How to create a Hadoop cluster and contribute a limited/specific storage amount as a Data Node in the Hadoop cluster?

Hello, learners hope you are here to learn something about Hadoop and its storage management.

Pre-requisites for the blog


Let's get started with some of the vocabulary I will be using in this blog.

Hadoop: Hadoop, also known as Apache Hadoop, is an open-source technology/software used to solve the issues of managing and using Big Data for computation using a network of computers, also known as a cluster.

Hadoop File-System(HDFS): HDFS is a distributed filesystem used by Hadoop to allow multiple files to be stored simultaneously and with high speed in the Hadoop cluster.

Name/Master Node: Name node is the main centerpiece in HDFS, which manages the metadata of the data stored in the cluster. It doesn’t store the data, but it stores all the data nodes' data. The name node is also a single point of failure in the Hadoop filesystem.

Data/Slave Node: Data node stores the Hadoop filesystem data and is constantly connecting with the name node and receiving and giving data when required. All data nodes in the cluster store replica in them so that if one is down, the filesystem doesn’t fail.

As we are comfortable with the terminology we will be using it in the blog, so let's get started with the task.

We will be doing the task with two instances. We will be configuring one name node and one data node. You can add more data node as per your requirement with the same configuration.

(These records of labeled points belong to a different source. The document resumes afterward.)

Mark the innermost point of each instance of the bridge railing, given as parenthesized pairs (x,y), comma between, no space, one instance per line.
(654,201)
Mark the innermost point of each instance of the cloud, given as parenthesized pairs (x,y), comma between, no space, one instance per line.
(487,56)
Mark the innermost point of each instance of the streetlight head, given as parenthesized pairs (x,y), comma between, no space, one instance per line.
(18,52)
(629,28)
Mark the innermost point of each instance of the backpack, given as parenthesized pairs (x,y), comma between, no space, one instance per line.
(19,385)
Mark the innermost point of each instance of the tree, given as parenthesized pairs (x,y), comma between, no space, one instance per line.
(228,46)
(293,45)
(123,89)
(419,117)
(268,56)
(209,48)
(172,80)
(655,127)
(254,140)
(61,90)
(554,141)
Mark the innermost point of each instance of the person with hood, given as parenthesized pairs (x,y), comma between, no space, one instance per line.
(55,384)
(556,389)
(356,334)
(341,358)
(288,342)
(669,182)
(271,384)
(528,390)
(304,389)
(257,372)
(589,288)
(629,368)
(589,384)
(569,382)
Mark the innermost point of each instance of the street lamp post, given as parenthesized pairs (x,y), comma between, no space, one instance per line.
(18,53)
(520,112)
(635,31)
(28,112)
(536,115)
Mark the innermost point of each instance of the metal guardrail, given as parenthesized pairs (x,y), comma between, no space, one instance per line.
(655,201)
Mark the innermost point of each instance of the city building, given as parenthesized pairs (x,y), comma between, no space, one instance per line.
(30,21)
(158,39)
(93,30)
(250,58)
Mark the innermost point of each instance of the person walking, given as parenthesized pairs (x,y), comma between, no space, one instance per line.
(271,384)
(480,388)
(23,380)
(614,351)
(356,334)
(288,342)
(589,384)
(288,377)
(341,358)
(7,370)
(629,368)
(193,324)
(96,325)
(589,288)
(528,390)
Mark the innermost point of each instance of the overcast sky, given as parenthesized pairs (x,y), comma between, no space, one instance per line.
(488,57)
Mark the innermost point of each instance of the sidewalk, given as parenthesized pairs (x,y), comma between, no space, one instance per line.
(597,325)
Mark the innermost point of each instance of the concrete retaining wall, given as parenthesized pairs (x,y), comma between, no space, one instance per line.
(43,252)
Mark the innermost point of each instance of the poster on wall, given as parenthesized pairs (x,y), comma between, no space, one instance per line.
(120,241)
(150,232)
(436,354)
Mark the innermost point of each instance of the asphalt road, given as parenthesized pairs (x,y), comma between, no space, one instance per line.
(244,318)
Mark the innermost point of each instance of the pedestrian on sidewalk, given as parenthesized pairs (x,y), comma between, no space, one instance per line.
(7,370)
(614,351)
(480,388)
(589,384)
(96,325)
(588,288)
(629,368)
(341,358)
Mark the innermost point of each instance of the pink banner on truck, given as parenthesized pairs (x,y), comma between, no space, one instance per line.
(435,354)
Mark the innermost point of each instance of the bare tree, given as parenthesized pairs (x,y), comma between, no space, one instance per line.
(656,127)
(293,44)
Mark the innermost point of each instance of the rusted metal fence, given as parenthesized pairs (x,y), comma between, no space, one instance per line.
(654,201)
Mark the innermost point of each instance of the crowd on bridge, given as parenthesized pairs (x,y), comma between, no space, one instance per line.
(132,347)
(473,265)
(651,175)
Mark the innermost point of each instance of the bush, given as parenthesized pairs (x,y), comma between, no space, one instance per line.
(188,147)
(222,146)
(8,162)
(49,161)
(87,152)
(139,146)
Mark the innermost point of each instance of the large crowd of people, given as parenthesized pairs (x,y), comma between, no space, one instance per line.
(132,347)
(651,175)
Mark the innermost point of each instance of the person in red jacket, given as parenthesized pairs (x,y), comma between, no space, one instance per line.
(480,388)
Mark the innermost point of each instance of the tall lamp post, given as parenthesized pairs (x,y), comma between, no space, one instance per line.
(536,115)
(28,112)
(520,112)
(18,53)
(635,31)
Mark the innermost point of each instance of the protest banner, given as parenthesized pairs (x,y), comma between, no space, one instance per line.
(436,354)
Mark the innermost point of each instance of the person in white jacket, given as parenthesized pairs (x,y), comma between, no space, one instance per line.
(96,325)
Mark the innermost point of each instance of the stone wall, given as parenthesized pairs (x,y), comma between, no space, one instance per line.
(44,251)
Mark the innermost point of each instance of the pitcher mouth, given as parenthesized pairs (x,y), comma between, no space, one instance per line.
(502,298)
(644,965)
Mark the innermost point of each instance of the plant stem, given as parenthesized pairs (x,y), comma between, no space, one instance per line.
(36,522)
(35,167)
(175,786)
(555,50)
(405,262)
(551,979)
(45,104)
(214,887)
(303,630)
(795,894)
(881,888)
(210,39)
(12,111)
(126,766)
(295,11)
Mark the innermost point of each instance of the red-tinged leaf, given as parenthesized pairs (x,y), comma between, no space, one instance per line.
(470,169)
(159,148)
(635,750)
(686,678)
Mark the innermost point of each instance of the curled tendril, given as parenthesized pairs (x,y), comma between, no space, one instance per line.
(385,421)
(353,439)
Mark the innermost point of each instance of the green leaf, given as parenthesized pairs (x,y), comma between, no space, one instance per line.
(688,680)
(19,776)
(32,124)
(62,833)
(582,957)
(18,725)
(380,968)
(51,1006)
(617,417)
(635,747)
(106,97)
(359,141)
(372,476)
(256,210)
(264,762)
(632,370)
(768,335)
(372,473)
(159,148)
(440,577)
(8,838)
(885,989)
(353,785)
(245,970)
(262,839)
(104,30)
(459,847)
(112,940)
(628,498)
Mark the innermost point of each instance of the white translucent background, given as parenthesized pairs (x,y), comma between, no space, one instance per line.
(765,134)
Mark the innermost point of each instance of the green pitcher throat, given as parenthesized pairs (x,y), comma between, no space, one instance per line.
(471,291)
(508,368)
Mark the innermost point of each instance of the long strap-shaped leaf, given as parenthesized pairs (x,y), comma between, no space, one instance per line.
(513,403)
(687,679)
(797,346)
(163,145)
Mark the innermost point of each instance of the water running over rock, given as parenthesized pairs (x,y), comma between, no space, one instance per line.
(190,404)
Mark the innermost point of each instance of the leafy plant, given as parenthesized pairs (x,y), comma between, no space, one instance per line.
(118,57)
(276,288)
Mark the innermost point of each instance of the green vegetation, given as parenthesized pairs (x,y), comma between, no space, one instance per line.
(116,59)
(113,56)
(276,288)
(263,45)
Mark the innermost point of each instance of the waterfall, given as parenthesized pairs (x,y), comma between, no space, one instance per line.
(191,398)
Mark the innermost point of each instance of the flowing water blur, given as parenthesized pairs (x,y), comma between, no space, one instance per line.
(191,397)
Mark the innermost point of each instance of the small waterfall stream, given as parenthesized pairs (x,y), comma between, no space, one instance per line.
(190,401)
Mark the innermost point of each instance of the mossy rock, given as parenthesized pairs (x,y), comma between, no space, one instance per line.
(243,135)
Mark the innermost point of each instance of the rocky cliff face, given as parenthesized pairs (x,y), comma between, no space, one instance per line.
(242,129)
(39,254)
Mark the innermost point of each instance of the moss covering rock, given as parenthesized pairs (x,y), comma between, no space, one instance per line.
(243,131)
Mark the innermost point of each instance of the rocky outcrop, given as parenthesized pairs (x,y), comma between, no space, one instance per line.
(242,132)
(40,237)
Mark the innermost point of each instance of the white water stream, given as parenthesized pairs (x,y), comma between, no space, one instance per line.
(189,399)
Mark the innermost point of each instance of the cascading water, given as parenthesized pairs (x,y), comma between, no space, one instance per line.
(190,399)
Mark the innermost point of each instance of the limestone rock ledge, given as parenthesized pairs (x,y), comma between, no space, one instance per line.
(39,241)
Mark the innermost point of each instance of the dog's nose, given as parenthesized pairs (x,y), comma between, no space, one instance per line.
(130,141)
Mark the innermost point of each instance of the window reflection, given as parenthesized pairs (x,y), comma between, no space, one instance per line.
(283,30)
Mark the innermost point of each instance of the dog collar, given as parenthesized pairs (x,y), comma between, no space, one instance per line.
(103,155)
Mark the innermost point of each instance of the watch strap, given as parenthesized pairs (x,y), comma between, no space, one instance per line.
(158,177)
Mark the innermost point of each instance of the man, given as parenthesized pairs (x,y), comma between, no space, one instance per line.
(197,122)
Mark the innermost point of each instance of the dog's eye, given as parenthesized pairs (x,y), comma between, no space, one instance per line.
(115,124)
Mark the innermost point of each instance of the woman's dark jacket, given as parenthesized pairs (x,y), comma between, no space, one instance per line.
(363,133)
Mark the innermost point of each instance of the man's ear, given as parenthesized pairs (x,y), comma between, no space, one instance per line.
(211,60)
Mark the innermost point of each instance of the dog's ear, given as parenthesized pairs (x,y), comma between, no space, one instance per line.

First, we will go with the configuration of the master node. We have to launch an EC2 instance ( you can configure your system as a name node or use VM and configure the system there ).

For launching an AWS instance, you can check my previous blog. We launched two instances naming “master node” and “data node.”

After launching an instance, we need to have “Hadoop” and “JDK” software in our system. JDK supports Hadoop to run, so we need JDK. If you are using AWS instance or VM, you can download the .rpm file of the software and send it to the instance using SCP protocol using WinSCP (can be used to transfer files between Linux and Windows).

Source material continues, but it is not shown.